Cyperus acuminatus Torr. & Hook.

Tapertip Flatsedge

Cyperus_acuminatus_plant.jpg
STATS

Native
CC = 3
CW = -5
MOC = 62

© SRTurner

Family - Cyperaceae

Habit - Annual sedge, tufted, lacking rhizomes and tubers.

Cyperus_acuminatus_roots.jpg Plant bases and roots.

© SRTurner

Stem - Aerial stems 5-45 cm long, bluntly trigonous, smooth or slightly roughened near the tip.

Leaves - Grasslike, the blades 4-25 cm long, 1.0-2.5 mm wide, sometimes folded longitudinally and thus appearing narrower, shorter than to about as long as the stems.

Cyperus_acuminatus_leaves.jpg Stems and leaves.

© SRTurner

Inflorescences - Irregularly compound umbels with 1 to several sessile spikes and usually with 1-4 primary rays, each ray smooth, branched again near the tip, the short branches ending in a sessile cluster of spikes. Bracts 3-6, mostly much longer than the rays, spreading to ascending.

Cyperus_acuminatus_inflorescence.jpg Inflorescence.

© SRTurner

Cyperus_acuminatus_inflorescence2.jpg Inflorescence.

© SRTurner

Spikes - Spikes 7-17 mm long, with 10-75 spikelets, globose to hemispherical, dense, the spikelets radiating in several planes, attached immediately adjacent to one another on the axis, the spikelet bases densely overlapping such that basal portions usually are not visible when fresh.

Cyperus_acuminatus_spike.jpg Spike.

© SRTurner

Spikelets - Spikelets 3-7 mm long, broadly ovate, rounded at the tip, strongly flattened in cross-section, with 8-30 florets, the fruits and scales shed successively from the base to the tip, leaving the persistent axis. Spikelet axis not winged. Spikelet scales 1.3-2.0 mm long, strongly overlapping, appressed, narrowly oblong-elliptic to nearly linear, strongly folded around the fruit, more or less rounded to 3-angled along the back, sharply pointed at the tip, the midrib extended into a spreading to recurved point, with 3 nerves, pale yellowish brown to reddish brown, the midrib green. Stamen 1, the anther 0.5-0.7 mm long.

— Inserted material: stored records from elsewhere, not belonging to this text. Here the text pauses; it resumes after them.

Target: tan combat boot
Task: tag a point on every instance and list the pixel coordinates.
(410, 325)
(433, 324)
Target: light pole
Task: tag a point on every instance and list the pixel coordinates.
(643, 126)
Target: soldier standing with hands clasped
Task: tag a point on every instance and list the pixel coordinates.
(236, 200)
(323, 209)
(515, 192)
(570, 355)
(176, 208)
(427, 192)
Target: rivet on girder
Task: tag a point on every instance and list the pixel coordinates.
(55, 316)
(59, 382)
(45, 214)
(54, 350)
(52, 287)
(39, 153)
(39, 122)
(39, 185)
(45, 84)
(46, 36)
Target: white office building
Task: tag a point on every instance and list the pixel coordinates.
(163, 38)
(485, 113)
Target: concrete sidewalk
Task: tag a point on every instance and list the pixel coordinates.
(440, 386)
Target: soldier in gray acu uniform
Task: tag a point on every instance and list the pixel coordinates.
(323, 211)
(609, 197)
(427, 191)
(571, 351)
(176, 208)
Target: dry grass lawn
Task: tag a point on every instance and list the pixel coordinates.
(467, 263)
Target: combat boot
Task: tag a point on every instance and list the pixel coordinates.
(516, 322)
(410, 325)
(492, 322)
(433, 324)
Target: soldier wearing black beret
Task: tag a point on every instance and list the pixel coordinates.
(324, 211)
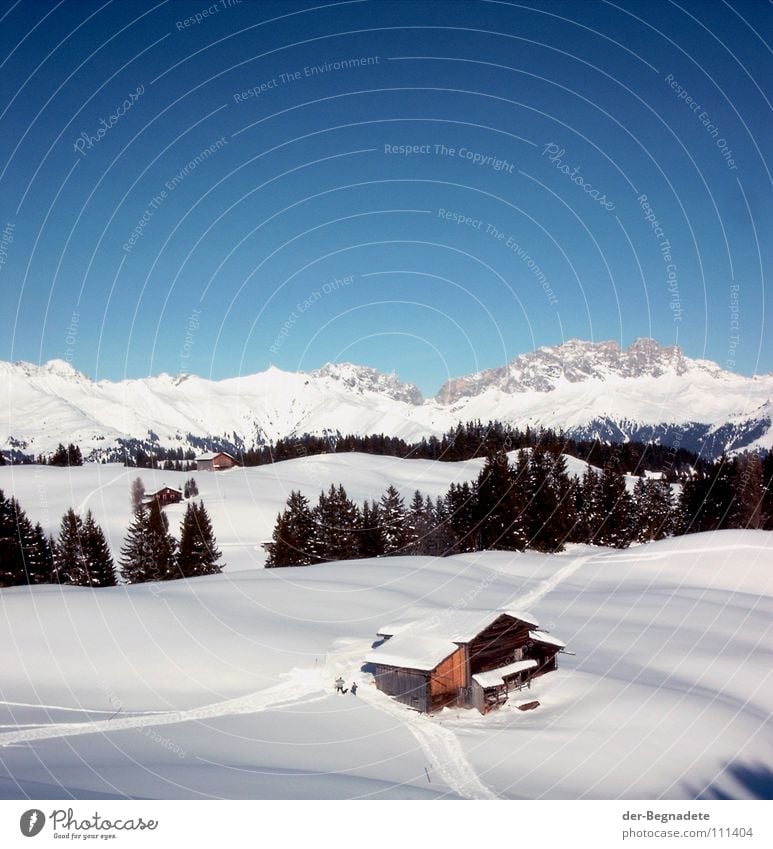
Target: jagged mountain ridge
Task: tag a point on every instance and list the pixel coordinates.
(646, 392)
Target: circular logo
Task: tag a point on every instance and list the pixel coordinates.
(32, 822)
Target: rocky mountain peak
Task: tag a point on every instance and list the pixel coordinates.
(366, 379)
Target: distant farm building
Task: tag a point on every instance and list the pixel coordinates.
(165, 495)
(462, 659)
(215, 462)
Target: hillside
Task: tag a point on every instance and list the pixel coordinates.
(223, 686)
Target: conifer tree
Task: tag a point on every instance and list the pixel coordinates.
(198, 552)
(615, 524)
(371, 540)
(336, 521)
(13, 529)
(500, 523)
(419, 524)
(99, 561)
(462, 513)
(148, 553)
(393, 522)
(40, 557)
(137, 493)
(545, 519)
(587, 507)
(747, 477)
(293, 537)
(70, 566)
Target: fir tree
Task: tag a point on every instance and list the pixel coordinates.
(148, 553)
(137, 493)
(652, 509)
(747, 478)
(587, 507)
(59, 457)
(39, 556)
(292, 539)
(74, 457)
(371, 539)
(70, 565)
(336, 522)
(499, 507)
(546, 520)
(615, 526)
(198, 553)
(462, 516)
(14, 528)
(419, 524)
(99, 562)
(393, 522)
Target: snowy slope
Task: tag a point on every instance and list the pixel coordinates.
(222, 686)
(587, 389)
(242, 503)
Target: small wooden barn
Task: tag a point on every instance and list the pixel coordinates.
(215, 462)
(165, 495)
(462, 659)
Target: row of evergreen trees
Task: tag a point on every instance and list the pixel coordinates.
(534, 504)
(63, 456)
(80, 555)
(476, 439)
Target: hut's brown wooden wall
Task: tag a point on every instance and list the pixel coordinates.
(449, 676)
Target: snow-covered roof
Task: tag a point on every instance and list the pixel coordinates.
(495, 677)
(417, 651)
(544, 637)
(162, 489)
(424, 643)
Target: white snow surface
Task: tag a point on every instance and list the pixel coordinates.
(222, 687)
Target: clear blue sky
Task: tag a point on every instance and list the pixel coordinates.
(545, 122)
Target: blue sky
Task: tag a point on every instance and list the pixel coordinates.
(217, 187)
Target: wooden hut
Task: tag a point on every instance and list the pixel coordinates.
(462, 659)
(215, 462)
(165, 495)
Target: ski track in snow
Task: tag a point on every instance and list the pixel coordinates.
(439, 743)
(538, 593)
(81, 508)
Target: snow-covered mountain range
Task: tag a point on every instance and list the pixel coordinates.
(647, 392)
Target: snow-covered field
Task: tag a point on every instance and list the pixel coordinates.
(223, 686)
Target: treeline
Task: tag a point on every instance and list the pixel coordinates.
(464, 442)
(80, 555)
(475, 439)
(69, 456)
(534, 504)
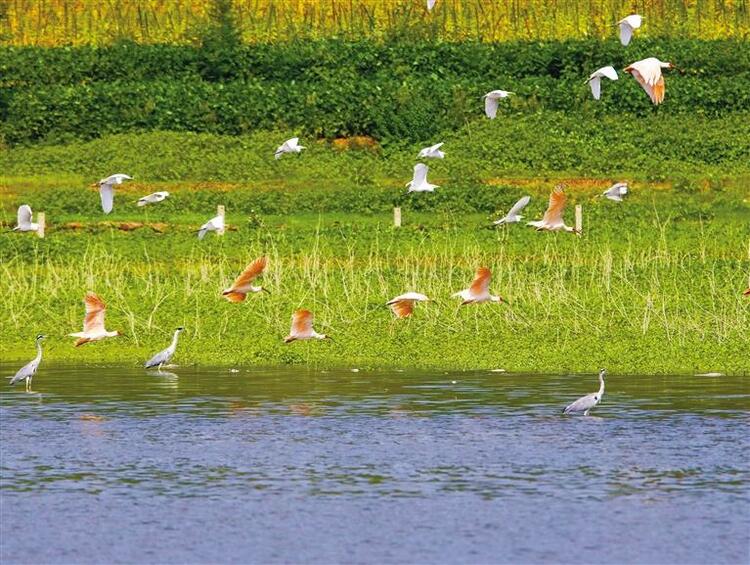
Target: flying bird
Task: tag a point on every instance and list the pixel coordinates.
(93, 323)
(586, 403)
(153, 198)
(214, 224)
(403, 305)
(595, 80)
(552, 219)
(107, 190)
(648, 74)
(302, 327)
(616, 192)
(491, 100)
(514, 216)
(419, 183)
(479, 291)
(628, 25)
(165, 355)
(28, 371)
(23, 219)
(289, 146)
(432, 152)
(242, 284)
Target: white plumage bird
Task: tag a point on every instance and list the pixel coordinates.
(289, 146)
(23, 219)
(513, 216)
(627, 26)
(595, 80)
(153, 198)
(107, 190)
(586, 403)
(432, 152)
(419, 183)
(491, 100)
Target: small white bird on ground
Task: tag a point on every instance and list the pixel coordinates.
(23, 219)
(93, 323)
(164, 356)
(419, 183)
(28, 371)
(491, 100)
(153, 198)
(628, 25)
(243, 283)
(595, 80)
(552, 219)
(648, 74)
(432, 152)
(616, 191)
(107, 190)
(586, 403)
(289, 146)
(514, 216)
(479, 291)
(214, 224)
(302, 327)
(403, 305)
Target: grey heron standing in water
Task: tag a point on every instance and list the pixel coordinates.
(164, 356)
(28, 371)
(586, 403)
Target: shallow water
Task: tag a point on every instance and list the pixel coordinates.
(113, 464)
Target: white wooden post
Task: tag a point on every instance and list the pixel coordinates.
(220, 212)
(41, 222)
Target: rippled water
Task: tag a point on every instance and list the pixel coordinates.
(113, 464)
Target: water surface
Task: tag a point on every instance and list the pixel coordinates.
(115, 464)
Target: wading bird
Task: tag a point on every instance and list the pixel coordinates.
(403, 305)
(648, 74)
(23, 219)
(513, 216)
(28, 371)
(432, 152)
(302, 327)
(242, 284)
(289, 146)
(627, 26)
(419, 183)
(165, 355)
(214, 224)
(93, 323)
(491, 100)
(586, 403)
(479, 291)
(107, 190)
(595, 80)
(616, 192)
(153, 198)
(552, 219)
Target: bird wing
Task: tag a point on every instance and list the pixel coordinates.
(95, 309)
(301, 322)
(252, 271)
(481, 283)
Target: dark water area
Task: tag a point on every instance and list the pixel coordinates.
(116, 464)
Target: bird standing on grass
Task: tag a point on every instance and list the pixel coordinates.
(165, 355)
(242, 284)
(479, 291)
(107, 190)
(403, 305)
(586, 403)
(93, 323)
(28, 371)
(302, 327)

Stigmas 3.

Cyperus_acuminatus_spikelets.jpg Spikelets.

© SRTurner

Fruits - Achenes 0.6-1.0 mm long, elliptic in outline, 3-angled in cross-section, the surface finely pebbled, brown, shiny, somewhat iridescent.

Flowering - June - October.

Habitat - Pond margins, sloughs, moist depressions of glades, roadsides, railroads, ditches, fields, moist open areas.

Origin - Native to the U.S.

Lookalikes - Other species of Cyperus, especially C. squarrosus.

Other info. - This species of flat sedge is found in numerous counties scattered throughout much of Missouri, and is also present, though not necessarily common, in most states within the continental U.S. It is one of the more easily recognized species of Cyperus, having flat spikelets arranged in small stacks in several planes. The scale tips are distinctly spreading or recurved tips, making the spikelets appear almost like tiny sprockets. The scales are three-nerved, in contrast to those of C. squarrosus, which have 5 or more nerves.

Photographs taken on the Missouri River floodplain near I-70, St. Louis County, MO 9-28-2017 (SRTurner).